第244回 バンティアイ・クディの思い出 直井謙二

第244回 バンティアイ・クディの思い出
アンコール遺跡といえばまず浮かぶのは山門から本堂まで700メートルある巨大な寺院アンコールワットや観世音菩薩の四面像が圧倒的な存在感で迫るアンコールトムだ。そのほかにも数百のアンコール遺跡が点在するが、日本人が親しみをもって訪れるのが長い間上智大学のアンコール遺跡調査団が調査修復を行ってきたバンティアイ・クディだ。
バンティアイ・クディはアンコール王朝の末期の12世紀、ジャヤバルマン7世によってヒンズー寺院から仏教寺院に改装された。

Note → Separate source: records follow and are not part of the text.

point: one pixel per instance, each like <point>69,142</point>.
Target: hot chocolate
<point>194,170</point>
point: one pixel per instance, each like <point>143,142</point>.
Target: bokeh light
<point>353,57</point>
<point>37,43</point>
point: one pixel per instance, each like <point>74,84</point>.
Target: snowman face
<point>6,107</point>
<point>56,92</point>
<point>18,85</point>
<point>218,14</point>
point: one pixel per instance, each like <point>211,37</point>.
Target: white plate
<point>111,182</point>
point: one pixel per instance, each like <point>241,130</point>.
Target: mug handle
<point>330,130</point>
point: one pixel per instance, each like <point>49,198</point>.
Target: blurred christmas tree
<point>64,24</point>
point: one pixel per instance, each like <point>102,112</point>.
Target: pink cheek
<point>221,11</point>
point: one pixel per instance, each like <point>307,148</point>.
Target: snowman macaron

調査修復をリードしてきた上智大学の石澤良昭前学長はバンティアイ・クディの境内の地下から仏像を発見した。ヒンズーを崇拝するジャヤバルマン8世は7世が改装した仏教寺院の仏像の破壊を命じたという。
当時の心ある仏教徒が、破壊から守るためバンティアイ・クディの境に仏像を埋めたものと思われている。ヒンズーと仏教は東南アジアで融合していたと思っていたが、対立もあったこと、さらにはジャヤバルマン7世以降アンコール王朝は衰退したという通説を覆す発見だった。バンティアイ・クディには数回訪れ、上智大学などの活動を取材させていただいていただけに筆者にも印象深く記憶が残っている。
数回のバンティアイ・クディの取材のなかでもう一つ印象に残るのがまだ内戦中の90年、日本画家の故平山郁夫画伯が20年ぶりにアンコール遺跡を訪ねる旅に同行取材したことだ。
まだ国連主導のカンボジア総選挙が行われる前でカンボジアは内戦末期だった。

自然崩壊が進むアンコール遺跡を平山画伯は寸暇を惜しんで視察するとともにスケッチを続けた。このアンコール遺跡訪問にセゾングループの代表で実業家であり小説家の故堤清二(辻井喬)氏も参加した。バンティアイ・クディの境内に座り込んだ平山画伯と堤氏を目撃した(写真)。遠方を見つめスケッチに没頭する平山画伯。平山画伯のスケッチと同じ構図の風景を収めようとカメラを構える堤氏。スケッチする平山画伯の邪魔にならないよう少し距離を置いて座る姿に堤氏の人柄が表れているような写真だ。境内にはほとんど人影がなく、鳥の声だけが響いていた。
日本画一筋に歩んだ平山画伯、実業家でありながら小説や詩集など文学の才に長けていた堤氏。写真を撮らせていただいたあと、筆者も遠慮して立ち去ったが、穏やかな寺の境内で二人がどんな会話を交わされたかは知らない。